# introducing spice into marriage



## Changecage (Jan 14, 2020)

HI,
We've been married over 17 yrs and have a relatively strong marriage. However, our sex life has become rather routine. In addition, age and job stress have impacted my ability to perform. I would like to incorporate this "dysfunction" into our sex life....I think it might be fun. I would also like to explore my wife taking a more dominate role in our sex life's. How have other couples introduced kink into their relationships when sex is not an easy discussion topic?


----------



## 346745 (Oct 7, 2020)

One couple’s kinky is normal to another


----------



## happyhusband0005 (May 4, 2018)

Changecage said:


> HI,
> We've been married over 17 yrs and have a relatively strong marriage. However, our sex life has become rather routine. In addition, age and job stress have impacted my ability to perform. I would like to incorporate this "dysfunction" into our sex life....I think it might be fun. I would also like to explore my wife taking a more dominate role in our sex life's. How have other couples introduced kink into their relationships when sex is not an easy discussion topic?


The best thing you can do is improve communication about it so it IS an easy discussion topic. Then it just becomes a, "hey I have a fun idea" type of thing over morning coffee. Sometimes you try the fun idea and will think yah thats was really fun we'll have to make that a more regular thing, or you will say, that wasn't all that great. Once you start trying new stuff and finding things that excite you both you grow from there.


----------



## thunderchad (12 mo ago)

You could just start trying new things in the bedroom. Start with blind folds, handcuffs, and other mild bandage. 

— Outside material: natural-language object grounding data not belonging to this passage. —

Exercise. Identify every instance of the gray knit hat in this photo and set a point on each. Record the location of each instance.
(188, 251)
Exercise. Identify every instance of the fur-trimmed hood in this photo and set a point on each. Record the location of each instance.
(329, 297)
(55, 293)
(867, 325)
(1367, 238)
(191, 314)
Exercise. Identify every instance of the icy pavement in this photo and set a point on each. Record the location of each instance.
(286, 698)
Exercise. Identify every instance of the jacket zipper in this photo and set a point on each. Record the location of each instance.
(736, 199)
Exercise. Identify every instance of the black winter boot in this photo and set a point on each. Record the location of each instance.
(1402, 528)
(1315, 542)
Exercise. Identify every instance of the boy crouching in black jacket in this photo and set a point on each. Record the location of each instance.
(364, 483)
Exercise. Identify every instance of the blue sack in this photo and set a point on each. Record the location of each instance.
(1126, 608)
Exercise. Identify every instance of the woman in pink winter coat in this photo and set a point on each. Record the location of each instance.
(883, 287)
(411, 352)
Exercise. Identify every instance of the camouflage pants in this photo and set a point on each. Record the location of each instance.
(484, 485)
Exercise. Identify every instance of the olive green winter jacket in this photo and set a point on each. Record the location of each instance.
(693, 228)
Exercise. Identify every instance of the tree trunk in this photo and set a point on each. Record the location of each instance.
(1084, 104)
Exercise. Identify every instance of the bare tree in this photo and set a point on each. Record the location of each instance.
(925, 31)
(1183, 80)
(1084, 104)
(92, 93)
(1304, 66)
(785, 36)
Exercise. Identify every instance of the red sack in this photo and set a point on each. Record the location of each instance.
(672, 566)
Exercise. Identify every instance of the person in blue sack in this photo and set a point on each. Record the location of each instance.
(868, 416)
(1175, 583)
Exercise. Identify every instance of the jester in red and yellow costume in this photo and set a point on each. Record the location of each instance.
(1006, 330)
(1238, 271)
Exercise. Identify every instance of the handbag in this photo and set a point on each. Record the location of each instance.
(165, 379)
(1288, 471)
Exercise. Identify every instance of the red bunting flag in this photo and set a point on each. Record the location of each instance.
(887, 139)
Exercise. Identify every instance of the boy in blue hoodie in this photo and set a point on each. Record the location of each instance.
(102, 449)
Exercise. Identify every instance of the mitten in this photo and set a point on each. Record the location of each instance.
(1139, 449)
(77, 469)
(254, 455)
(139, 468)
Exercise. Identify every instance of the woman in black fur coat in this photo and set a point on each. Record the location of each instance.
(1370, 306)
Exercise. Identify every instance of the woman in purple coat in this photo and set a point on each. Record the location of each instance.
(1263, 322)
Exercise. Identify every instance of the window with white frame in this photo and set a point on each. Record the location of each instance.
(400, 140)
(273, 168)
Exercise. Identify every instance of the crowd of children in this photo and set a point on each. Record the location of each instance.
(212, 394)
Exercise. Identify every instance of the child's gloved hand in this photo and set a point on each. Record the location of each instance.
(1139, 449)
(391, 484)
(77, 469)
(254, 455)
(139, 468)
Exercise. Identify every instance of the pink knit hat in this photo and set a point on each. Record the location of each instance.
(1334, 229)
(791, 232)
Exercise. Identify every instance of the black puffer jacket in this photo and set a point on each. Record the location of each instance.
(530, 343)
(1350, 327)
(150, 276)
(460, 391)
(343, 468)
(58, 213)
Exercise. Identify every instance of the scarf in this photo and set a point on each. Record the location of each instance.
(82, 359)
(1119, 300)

Alternatively you could tie yourself up and let her find you and then tell her how you want to be dominated.


----------



## pastasauce79 (Mar 21, 2018)

What do you mean by kinky acts? I mean, whatever is kinky to me, it could be vanilla for you.

What do you want to do?


----------



## 346745 (Oct 7, 2020)

pastasauce79 said:


> What do you mean by kinky acts? I mean, whatever is kinky to me, it could be vanilla for you.
> 
> What do you want to do?


As in said, “One couple’s kinky is normal to another”


----------



## pastasauce79 (Mar 21, 2018)

Longtime Hubby said:


> As in said, “One couple’s kinky is normal to another”


I missed that!


----------



## 346745 (Oct 7, 2020)

pastasauce79 said:


> I missed that!


No prob. Some people may think what we do in our bedroom is kinky. Others? Tame. I do wonder what friends do!


----------



## AandM (Jan 30, 2019)

pastasauce79 said:


> What do you mean by kinky acts? I mean, whatever is kinky to me, it could be vanilla for you.
> 
> What do you want to do?


I have dehydrated jalapenos, thai super-chilis, cayenne and habaneros. I've treated them all with lye to make sure they are all kinky.


----------



## jsmart (Mar 14, 2015)

Are you wanting your wife to lead or be control? Other than on tv, women are usually not wanting to lead, especially when it comes to sex. I think her having to lead in the bedroom will get old fast. You should work on your health. If you need your t levels raised, then do it.


----------



## thunderchad (12 mo ago)

Wanting your wife to dominate you is one step from wanting her to cuckold you. Is that what you are really after?


----------



## 346745 (Oct 7, 2020)

jsmart said:


> Are you wanting your wife to lead or be control? Other than on tv, women are usually not wanting to lead, especially when it comes to sex. I think her having to lead in the bedroom will get old fast. You should work on your health. If you need your t levels raised, then do it.


So true. Once here in past 21years


----------



## Talker67 (Apr 7, 2016)

"How have other couples introduced kink into their relationships?"

like anything, baby steps first.
how about something not too radical, like buy a sex swing, put a hook into a ceiling joist to hold her over the bed, and experiment with different ways of having sex with her in it. 

if you find her enjoying that more than once or twice....that is a good indication she might be into other even more kinky things. 

Come back, tell us how it all went, and we can line up steps 2, 3, and 4 for you to try next.


----------